The economics of scale
- Advanced technologies are designed to reduce electricity requirements, cooling and power conditioning, this is an important consideration if your infrastructure currently runs on an old data center like AWS’s us-east-1
- Centralisation into the big cloud providers means that instead of building many relatively inefficient datacenters, we are building fewer, larger, and more efficiently designed datacenters.
- Big cloud providers can put work into cost reduction efforts that N-smaller companies could never afford - and they’re incentivised to do so.

Some organisations feel managing their legacy infrastructure on-prem is better than managing it on cloud. Quoting Microsoft-WSP study -

The life cycle approach provided a full picture of the environmental impact of a product or service and the required energy consumption, including:
raw material extraction and equipment assembly,
transportation of the equipment to the datacenter,
use of the equipment and its energy consumption, and
the end-of-life treatment and disposal of the equipment.

With above in mind, perhaps migrating on-prem installation is better managed on cloud while offsetting the carbon footprint due to procurement, management and disposal for data-center and related technology. Also, carbon offset cloud providers (like GCP in some scenarios) are a good first step. Similarly, when one is opting to use a service provider, we should factor in the carbon offset of the said service, and its contribution to netzero during procurement, maintenance and end of life.

2.3 Monitoring your cloud resources

We monitor uptimes, throughputs, network traffic, could we perhaps monitor the carbon impact of infrastructure as part of our monitoring and observability stack?
Does we know how well utilised our systems are? What quantity of stranded resources do we have, or “over-storage” due to naive or nonexistent data collection and retention policy?
This is an important case for the investment both as cost and carbon saving. Some monitoring solutions available currently -
- AWS - https://aws.amazon.com/blogs/aws/new-customer-carbon-footprint-tool
- GCP - https://cloud.google.com/carbon-footprint
- Cloud Carbon Footprint - http://www.cloudcarbonfootprint.org/

Practical advice for SREs

Rethinking how we manage data by asking “why do we need this data” and then collecting it.

As a “horizontal” function that addresses the whole software lifecycle, SRE is well positioned in many organisations to bring the necessary people together to examine and act on these questions: product management, legal, product engineering, infrastructure.

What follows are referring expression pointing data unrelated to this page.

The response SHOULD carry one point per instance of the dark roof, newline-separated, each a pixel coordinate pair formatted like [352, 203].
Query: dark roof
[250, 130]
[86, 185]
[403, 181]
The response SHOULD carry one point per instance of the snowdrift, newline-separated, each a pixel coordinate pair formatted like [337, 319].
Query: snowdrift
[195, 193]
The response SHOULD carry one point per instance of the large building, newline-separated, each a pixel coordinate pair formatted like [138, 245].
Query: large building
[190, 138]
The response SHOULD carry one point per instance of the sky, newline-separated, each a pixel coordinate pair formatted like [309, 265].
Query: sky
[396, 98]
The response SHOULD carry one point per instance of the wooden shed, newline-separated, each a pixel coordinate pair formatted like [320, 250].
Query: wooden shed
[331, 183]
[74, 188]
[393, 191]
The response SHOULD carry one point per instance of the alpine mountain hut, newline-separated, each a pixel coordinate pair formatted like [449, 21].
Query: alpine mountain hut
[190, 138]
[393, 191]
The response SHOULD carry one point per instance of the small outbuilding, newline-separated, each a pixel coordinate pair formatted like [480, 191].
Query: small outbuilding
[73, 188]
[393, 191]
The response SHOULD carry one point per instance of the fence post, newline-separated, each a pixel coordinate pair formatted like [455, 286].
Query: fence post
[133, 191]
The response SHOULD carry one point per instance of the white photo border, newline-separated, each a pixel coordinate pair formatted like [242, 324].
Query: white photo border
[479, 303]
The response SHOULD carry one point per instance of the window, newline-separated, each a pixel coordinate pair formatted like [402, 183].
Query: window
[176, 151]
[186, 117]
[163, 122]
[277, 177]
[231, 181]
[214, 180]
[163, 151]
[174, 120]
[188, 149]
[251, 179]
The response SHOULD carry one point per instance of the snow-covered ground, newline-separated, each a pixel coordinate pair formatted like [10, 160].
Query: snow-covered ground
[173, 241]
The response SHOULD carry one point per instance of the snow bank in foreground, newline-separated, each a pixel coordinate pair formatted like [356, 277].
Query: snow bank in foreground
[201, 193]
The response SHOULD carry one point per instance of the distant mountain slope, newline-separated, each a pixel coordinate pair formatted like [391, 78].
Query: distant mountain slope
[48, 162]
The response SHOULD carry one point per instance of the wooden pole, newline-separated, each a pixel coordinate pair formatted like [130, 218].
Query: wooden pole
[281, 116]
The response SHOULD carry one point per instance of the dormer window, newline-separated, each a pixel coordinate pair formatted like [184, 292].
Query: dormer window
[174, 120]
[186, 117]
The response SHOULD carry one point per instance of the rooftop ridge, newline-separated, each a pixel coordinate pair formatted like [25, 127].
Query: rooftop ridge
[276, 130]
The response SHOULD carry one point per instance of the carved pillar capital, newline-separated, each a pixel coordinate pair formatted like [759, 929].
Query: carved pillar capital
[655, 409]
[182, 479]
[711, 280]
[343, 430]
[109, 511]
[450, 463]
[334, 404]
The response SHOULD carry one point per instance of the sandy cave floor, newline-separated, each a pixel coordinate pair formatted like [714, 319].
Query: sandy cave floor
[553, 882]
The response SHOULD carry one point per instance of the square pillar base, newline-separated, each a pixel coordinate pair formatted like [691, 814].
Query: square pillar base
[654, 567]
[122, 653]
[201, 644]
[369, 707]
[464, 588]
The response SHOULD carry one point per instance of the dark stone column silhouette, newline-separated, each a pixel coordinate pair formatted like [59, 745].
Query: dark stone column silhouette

This is a tough problem to solve, but just as we achieved the mindset of reliability by embedding it in our software architecture design process, we could also start being mindful about the cost of carbon, or start small by taking a look at carbon cost of one service, one datastore.

However, in conclusion, we do need to take a deeper look at the carbon cost of the infrastructure we are using and further design, and do better at making it efficient AND greener.